In Do I Sound Gay?, David Thorpe, who is gay, explores the somewhat touchy issue of men who have “the Gay Voice.” How does it happen, why does it happen, is it a good thing, a bad thing, or somewhere in between? Gay men with straight-sounding voices make appearances, as do many famous men, straight and gay, with gay-sounding voices—David Sedaris, Don Savage, Tim Gunn, George Takei. In the film, Thorpe admits to being of two minds about the way he speaks. He doesn’t feel ashamed about it, and he accepts his voice as a part of who he is—but he does worry about how others react when he talks. Sounding gay may be a liability for some time to come. Thus, part of the documentary goes into Thorpe’s efforts, with the help of speech pathologists, to change his ingrained speech patterns—with limited success. Ultimately, this is a light-hearted overview of a possibly tense topic.
Minions
Animated for the kiddies, perfect for when the beach gets rained out—but parents will get a kick out of Minions too. If you’ve seen the Despicable Me films you’ll recognize the little yellow, capsule-shaped guys who take center stage—in the previous films they were, well, the minions. Every evil megalomaniac needs minions, but where do the minions go after their evil overlords get vanquished? According to Minions, in the absence of commands from some evil mastermind, the barely-lingual, fart-obsessed minions wander aimlessly, waiting for a new villain to take them on. It’s a cute idea that helps explain the ready availability of easily led minions to carry out the preposterous aims of cinematic baddies.
The Gallows
It wouldn’t really be summer without a shock-fest for the older kiddies. Enter The Gallows. It’s all herky-jerky, badly lighted cell phone footage—the conceit is that you’re watching footage reconstructed by police after the fact.
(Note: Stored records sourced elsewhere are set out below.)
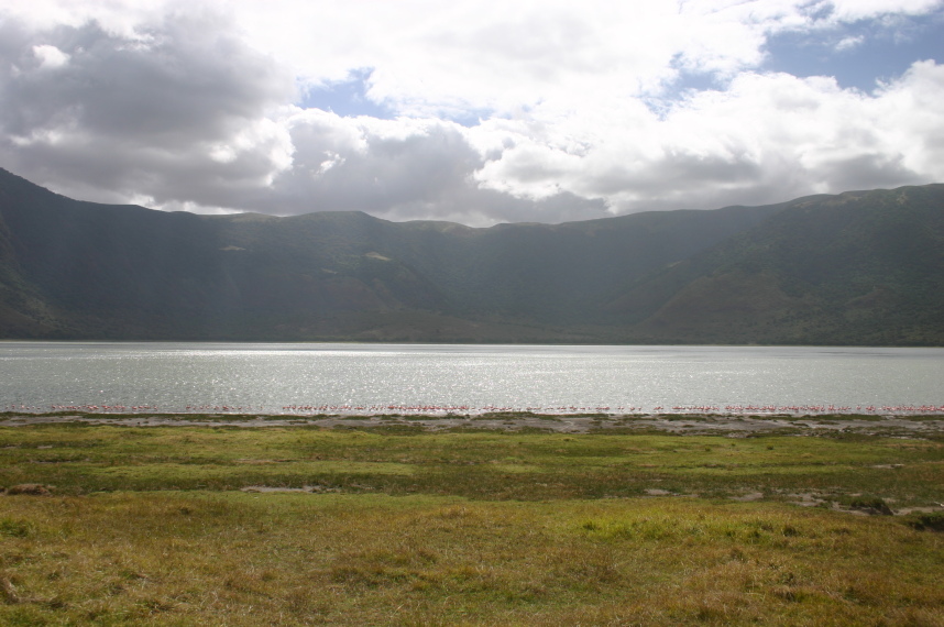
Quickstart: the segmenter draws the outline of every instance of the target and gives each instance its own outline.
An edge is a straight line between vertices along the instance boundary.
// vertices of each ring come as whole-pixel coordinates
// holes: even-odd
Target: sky
[[[944,0],[0,0],[0,167],[474,227],[944,183]]]

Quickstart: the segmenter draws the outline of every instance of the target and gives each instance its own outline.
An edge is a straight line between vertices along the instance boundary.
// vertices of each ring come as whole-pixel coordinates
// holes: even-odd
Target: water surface
[[[0,342],[0,408],[651,411],[944,405],[944,349]]]

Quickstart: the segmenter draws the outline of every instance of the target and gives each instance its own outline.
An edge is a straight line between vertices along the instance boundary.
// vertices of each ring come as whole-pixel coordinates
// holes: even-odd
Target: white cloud
[[[0,165],[96,200],[476,224],[944,180],[941,65],[870,95],[760,70],[771,35],[941,7],[0,0]],[[361,69],[394,119],[297,106]]]

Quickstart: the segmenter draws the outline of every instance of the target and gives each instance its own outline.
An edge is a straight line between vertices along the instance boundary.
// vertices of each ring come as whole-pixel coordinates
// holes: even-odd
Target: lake
[[[0,342],[0,408],[944,411],[944,349]]]

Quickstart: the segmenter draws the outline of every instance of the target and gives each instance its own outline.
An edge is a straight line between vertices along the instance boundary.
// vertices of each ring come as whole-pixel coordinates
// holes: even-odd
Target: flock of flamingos
[[[553,406],[553,407],[513,407],[487,405],[484,407],[472,407],[469,405],[283,405],[273,410],[263,406],[245,405],[187,405],[180,408],[164,408],[156,405],[48,405],[33,406],[22,404],[8,404],[0,406],[0,411],[15,413],[63,413],[78,411],[83,414],[278,414],[290,416],[314,415],[351,415],[351,416],[375,416],[385,414],[415,415],[415,416],[449,416],[449,415],[482,415],[482,414],[513,414],[530,413],[541,415],[567,415],[567,414],[610,414],[640,415],[640,414],[724,414],[757,416],[770,414],[787,415],[927,415],[944,414],[944,405],[674,405],[672,407],[655,406],[650,408],[635,406]]]

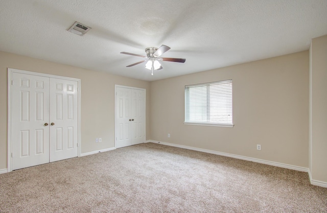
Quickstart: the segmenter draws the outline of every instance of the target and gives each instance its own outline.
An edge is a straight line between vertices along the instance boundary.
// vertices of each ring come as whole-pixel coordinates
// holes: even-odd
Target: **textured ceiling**
[[[75,21],[92,28],[67,31]],[[0,0],[0,51],[153,81],[308,50],[327,34],[326,0]],[[151,71],[144,49],[165,44]]]

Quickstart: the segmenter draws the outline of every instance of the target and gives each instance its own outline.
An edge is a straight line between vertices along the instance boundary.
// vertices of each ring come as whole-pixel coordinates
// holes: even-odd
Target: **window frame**
[[[188,94],[187,94],[187,91],[186,91],[186,89],[189,89],[189,88],[190,87],[200,87],[201,86],[206,86],[207,88],[209,88],[211,85],[214,85],[215,84],[216,85],[219,85],[219,83],[225,83],[225,82],[228,82],[228,83],[230,83],[231,84],[231,88],[230,88],[230,90],[231,90],[231,94],[230,94],[230,98],[231,98],[231,103],[230,103],[230,105],[231,105],[231,109],[231,109],[231,123],[218,123],[218,122],[210,122],[209,121],[208,121],[209,120],[209,117],[211,116],[211,113],[210,113],[210,111],[211,111],[211,107],[210,107],[210,91],[209,90],[208,90],[207,89],[206,89],[206,95],[204,95],[204,97],[205,98],[205,101],[204,101],[204,103],[206,103],[205,105],[205,113],[206,113],[206,116],[208,116],[209,118],[208,119],[208,117],[206,117],[206,120],[207,121],[203,121],[203,122],[201,122],[201,121],[186,121],[187,118],[188,117],[189,117],[190,116],[190,113],[189,112],[189,114],[188,114],[188,110],[187,110],[187,105],[186,105],[186,103],[188,102],[188,98],[189,99],[189,100],[190,99],[190,97],[189,96],[188,96]],[[197,125],[197,126],[216,126],[216,127],[233,127],[234,126],[234,124],[233,123],[233,117],[232,117],[232,114],[233,114],[233,106],[232,106],[232,103],[233,103],[233,100],[232,100],[232,79],[228,79],[228,80],[222,80],[222,81],[215,81],[215,82],[208,82],[208,83],[201,83],[201,84],[192,84],[192,85],[185,85],[184,87],[184,125]],[[218,92],[217,92],[218,93]],[[203,104],[203,103],[202,103]]]

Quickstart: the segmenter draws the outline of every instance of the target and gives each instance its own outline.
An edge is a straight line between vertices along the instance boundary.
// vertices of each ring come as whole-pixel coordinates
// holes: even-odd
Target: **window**
[[[232,80],[185,86],[185,124],[232,127]]]

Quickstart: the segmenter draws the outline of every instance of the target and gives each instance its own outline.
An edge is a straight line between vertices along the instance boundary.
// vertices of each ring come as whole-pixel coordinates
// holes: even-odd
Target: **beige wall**
[[[309,61],[307,51],[152,82],[151,139],[308,168]],[[230,79],[233,128],[183,124],[185,85]]]
[[[310,48],[309,169],[313,180],[327,182],[327,35]]]
[[[150,83],[0,52],[0,170],[7,168],[7,68],[81,79],[81,152],[114,147],[114,84],[146,89],[149,138]],[[102,143],[95,142],[101,137]]]

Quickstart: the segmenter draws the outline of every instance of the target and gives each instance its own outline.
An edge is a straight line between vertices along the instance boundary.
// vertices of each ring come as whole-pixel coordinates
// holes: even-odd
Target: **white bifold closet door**
[[[77,157],[78,82],[13,73],[13,170]]]
[[[116,148],[145,143],[145,89],[116,85]]]

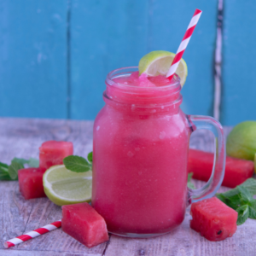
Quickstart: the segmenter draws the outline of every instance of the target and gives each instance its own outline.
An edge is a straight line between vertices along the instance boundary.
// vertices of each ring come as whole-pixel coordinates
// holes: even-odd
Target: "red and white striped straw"
[[[37,237],[38,236],[44,235],[45,233],[48,233],[51,230],[54,230],[57,228],[61,227],[61,220],[55,221],[50,224],[45,225],[43,228],[39,228],[38,230],[35,230],[33,231],[30,231],[26,234],[21,235],[20,236],[17,236],[15,238],[13,238],[11,240],[9,240],[3,243],[3,246],[6,248],[9,248],[11,247],[14,247],[16,244],[21,243],[25,241],[30,240],[32,238]]]
[[[181,42],[181,44],[179,44],[179,47],[177,49],[177,51],[176,53],[176,55],[172,61],[172,63],[171,65],[171,67],[166,74],[166,78],[169,78],[169,79],[171,80],[172,76],[174,75],[176,69],[179,64],[179,61],[187,48],[187,45],[191,38],[192,33],[194,32],[194,29],[199,20],[199,18],[201,15],[202,11],[196,9],[195,12],[190,20],[190,23],[187,28],[187,31],[185,32],[185,35]]]

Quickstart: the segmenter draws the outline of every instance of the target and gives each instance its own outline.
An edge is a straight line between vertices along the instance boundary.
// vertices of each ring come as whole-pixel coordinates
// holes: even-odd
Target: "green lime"
[[[175,54],[166,50],[154,50],[145,55],[139,62],[139,74],[143,73],[149,76],[166,75]],[[176,73],[180,77],[181,86],[183,86],[188,75],[188,67],[185,61],[181,59]]]
[[[234,127],[227,139],[227,154],[253,160],[256,153],[256,121],[246,121]]]
[[[256,153],[254,155],[254,172],[256,173]]]
[[[48,169],[43,177],[48,198],[58,206],[89,201],[91,199],[91,171],[74,172],[65,166]]]

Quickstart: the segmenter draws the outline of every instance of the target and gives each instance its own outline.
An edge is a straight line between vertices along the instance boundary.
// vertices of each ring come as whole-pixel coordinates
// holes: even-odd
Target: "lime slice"
[[[154,50],[145,55],[139,62],[139,74],[143,73],[149,76],[166,75],[175,54],[166,50]],[[188,75],[185,61],[181,59],[176,73],[180,77],[181,86],[183,86]]]
[[[65,166],[50,167],[43,177],[46,195],[57,206],[90,201],[91,180],[91,171],[74,172]]]

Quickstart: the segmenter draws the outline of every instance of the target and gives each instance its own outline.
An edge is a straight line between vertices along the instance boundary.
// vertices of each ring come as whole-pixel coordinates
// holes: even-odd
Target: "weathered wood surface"
[[[228,133],[230,128],[225,128]],[[75,154],[85,156],[92,148],[92,122],[0,118],[0,161],[9,163],[14,156],[37,157],[45,140],[68,140]],[[199,131],[190,146],[212,151],[212,136]],[[200,187],[204,183],[195,182]],[[221,188],[220,190],[226,190]],[[55,230],[19,246],[4,249],[3,241],[61,218],[61,207],[47,198],[25,201],[17,182],[0,182],[0,255],[255,255],[256,221],[248,219],[233,237],[212,242],[189,228],[189,209],[182,225],[173,232],[153,239],[126,239],[111,236],[109,243],[91,249]]]

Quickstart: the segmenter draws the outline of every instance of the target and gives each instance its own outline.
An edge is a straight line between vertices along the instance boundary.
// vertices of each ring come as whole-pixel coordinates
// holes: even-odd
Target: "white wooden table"
[[[0,118],[0,161],[9,163],[15,157],[38,158],[38,147],[46,140],[68,140],[74,154],[86,156],[92,149],[91,121]],[[230,128],[225,128],[228,133]],[[199,131],[190,146],[212,151],[212,137]],[[195,181],[197,187],[204,183]],[[226,190],[221,188],[220,191]],[[171,255],[256,255],[256,220],[247,219],[236,234],[224,241],[209,241],[189,228],[189,208],[179,228],[151,239],[126,239],[110,236],[108,242],[87,248],[55,230],[18,246],[5,249],[3,241],[61,218],[61,209],[47,198],[24,200],[18,182],[0,182],[0,255],[93,255],[93,256],[171,256]]]

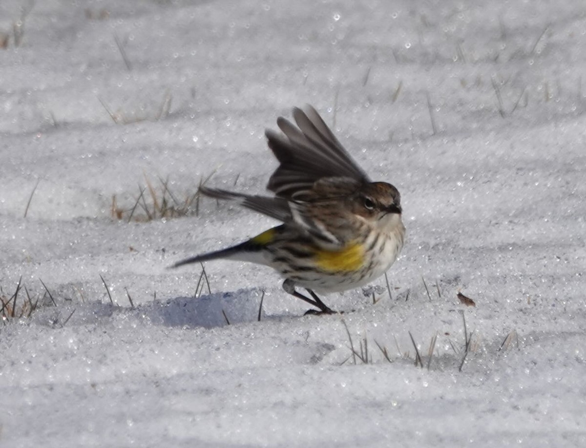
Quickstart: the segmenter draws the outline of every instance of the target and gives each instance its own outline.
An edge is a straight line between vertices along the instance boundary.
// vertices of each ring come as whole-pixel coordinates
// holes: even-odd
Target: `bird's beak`
[[[400,205],[396,205],[395,204],[391,204],[391,205],[389,205],[388,207],[387,207],[384,209],[384,211],[386,212],[387,213],[397,213],[397,215],[400,215],[401,213],[403,213],[403,209],[401,208]]]

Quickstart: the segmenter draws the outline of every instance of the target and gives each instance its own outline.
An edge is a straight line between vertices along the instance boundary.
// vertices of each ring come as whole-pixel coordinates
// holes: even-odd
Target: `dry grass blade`
[[[423,362],[421,361],[421,357],[419,354],[419,350],[417,349],[417,344],[415,343],[415,340],[413,339],[413,335],[411,334],[411,331],[407,332],[409,333],[409,337],[411,338],[411,341],[413,343],[413,347],[415,348],[415,366],[417,366],[417,363],[419,363],[419,365],[423,367]]]
[[[427,99],[427,109],[430,111],[430,119],[431,121],[431,129],[433,130],[433,135],[437,134],[437,128],[435,127],[435,116],[434,114],[434,108],[431,105],[431,99],[430,98],[429,91],[425,91],[425,98]]]
[[[199,264],[202,265],[202,272],[203,273],[203,278],[206,280],[206,284],[207,286],[207,293],[209,294],[212,294],[212,288],[210,287],[210,281],[207,279],[207,274],[206,273],[206,268],[203,267],[203,263],[201,262]]]
[[[163,102],[161,105],[159,113],[157,114],[156,119],[157,121],[165,118],[169,115],[169,111],[171,109],[171,100],[173,96],[169,93],[168,89],[165,92],[165,97],[163,98]]]
[[[549,29],[549,27],[551,25],[551,23],[548,23],[546,25],[546,28],[543,29],[543,30],[541,31],[541,33],[539,35],[539,37],[537,38],[537,39],[535,41],[535,43],[533,44],[533,46],[532,47],[531,51],[529,52],[530,55],[533,55],[535,53],[535,50],[537,49],[537,45],[539,45],[539,42],[541,42],[543,36],[545,36],[546,33],[547,32],[547,30]]]
[[[462,293],[458,292],[457,297],[458,299],[460,301],[460,302],[463,303],[467,307],[476,306],[476,302],[475,302],[473,300],[470,298],[470,297],[468,297],[466,296],[464,296],[464,294],[463,294]]]
[[[40,182],[40,179],[37,179],[36,184],[35,184],[35,187],[33,188],[33,191],[30,192],[30,196],[29,196],[29,200],[26,202],[26,206],[25,208],[25,218],[26,218],[26,213],[29,212],[29,207],[30,206],[30,201],[33,200],[33,195],[34,195],[35,192],[36,191],[36,188],[39,186],[39,182]]]
[[[377,342],[376,339],[374,340],[374,344],[376,344],[376,346],[379,347],[379,349],[380,350],[381,352],[383,354],[383,356],[384,357],[384,359],[389,362],[393,362],[393,361],[391,361],[391,358],[389,357],[389,353],[387,352],[387,348],[382,347],[380,344],[379,344],[378,342]]]
[[[521,94],[519,96],[519,98],[517,98],[517,101],[515,101],[515,106],[513,107],[513,108],[511,110],[510,113],[512,114],[513,112],[515,112],[515,110],[516,110],[517,107],[519,107],[519,104],[521,102],[521,99],[523,98],[523,96],[526,90],[527,90],[527,87],[523,87],[523,90],[521,91]]]
[[[62,326],[64,327],[66,325],[67,325],[67,323],[69,321],[69,320],[71,318],[71,316],[73,315],[73,313],[75,313],[76,309],[76,308],[73,308],[73,311],[72,311],[71,313],[67,317],[67,318],[65,320],[65,321],[63,322]]]
[[[352,337],[350,335],[350,330],[348,330],[348,325],[346,324],[346,321],[342,319],[342,323],[344,324],[344,327],[346,328],[346,334],[348,335],[348,340],[350,341],[350,349],[352,352],[352,361],[354,362],[354,365],[356,365],[356,352],[354,349],[354,343],[352,342]]]
[[[366,70],[366,73],[364,74],[364,77],[362,79],[362,87],[364,87],[368,83],[368,79],[370,76],[370,69],[372,67],[369,67],[368,69]]]
[[[389,298],[392,300],[393,294],[391,294],[391,287],[389,284],[389,276],[387,275],[387,273],[384,273],[384,281],[387,284],[387,291],[389,291]]]
[[[503,343],[500,344],[500,347],[499,347],[499,351],[502,349],[507,349],[510,346],[511,342],[513,340],[515,340],[517,341],[517,348],[519,348],[519,336],[517,334],[517,332],[515,330],[512,330],[509,334],[507,335],[506,337],[505,338],[505,340],[503,341]]]
[[[112,121],[114,121],[116,124],[118,124],[120,122],[120,117],[117,114],[115,114],[114,112],[113,112],[112,110],[110,108],[110,107],[100,97],[98,97],[98,101],[99,101],[100,103],[103,106],[104,106],[104,108],[106,110],[106,112],[108,113],[108,114],[110,116],[110,118],[112,118]]]
[[[21,290],[21,284],[22,282],[22,276],[18,279],[18,284],[16,285],[16,290],[14,291],[12,297],[14,297],[14,303],[12,304],[12,312],[11,313],[11,317],[14,317],[14,313],[16,310],[16,298],[18,297],[18,291]],[[10,303],[10,300],[8,301]]]
[[[263,301],[264,300],[264,290],[263,290],[263,295],[260,296],[260,305],[258,306],[258,322],[260,322],[260,317],[263,314]]]
[[[124,61],[124,65],[126,66],[126,68],[130,72],[132,69],[132,66],[130,63],[130,61],[128,60],[128,56],[126,55],[126,51],[124,50],[124,47],[122,46],[120,39],[118,38],[118,36],[114,33],[114,40],[116,42],[116,46],[118,47],[118,51],[120,52],[120,55],[122,56],[122,59]]]
[[[230,321],[228,320],[228,316],[226,315],[226,312],[224,311],[224,308],[222,308],[222,314],[224,315],[224,319],[226,320],[226,325],[230,325]]]
[[[134,304],[132,303],[132,298],[130,297],[130,293],[128,292],[128,289],[125,286],[124,290],[126,291],[126,296],[128,298],[128,301],[130,302],[130,307],[132,309],[134,309]]]
[[[110,293],[110,289],[108,287],[108,285],[106,284],[106,281],[104,280],[104,277],[102,277],[102,274],[100,274],[100,278],[102,279],[102,283],[104,283],[104,287],[106,289],[106,292],[108,293],[108,297],[110,297],[110,303],[114,305],[114,300],[112,300],[112,296]]]
[[[46,285],[45,282],[43,282],[40,279],[39,279],[39,280],[43,284],[43,286],[45,287],[45,290],[47,291],[47,294],[49,294],[49,297],[51,299],[51,301],[53,302],[53,306],[56,307],[57,304],[55,303],[55,299],[53,298],[53,296],[51,294],[51,291],[49,290],[49,288],[47,287],[47,285]]]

Sloppy camera work has been de rigueur for horror films for a long time now, but it has a tendency to make some people woozy, even if the gore doesn’t. In The Gallows, the plotline goes that 20 years ago, a high school production of a play—also called The Gallows—suffered from a prop malfunction that caused the death of a student. Now, 20 years later, they’ve decided to do the same play again as a kind of tribute. Needless to say, this isn’t a good idea. What happens next is a lot more than a prop malfunction. Not for the squeamish.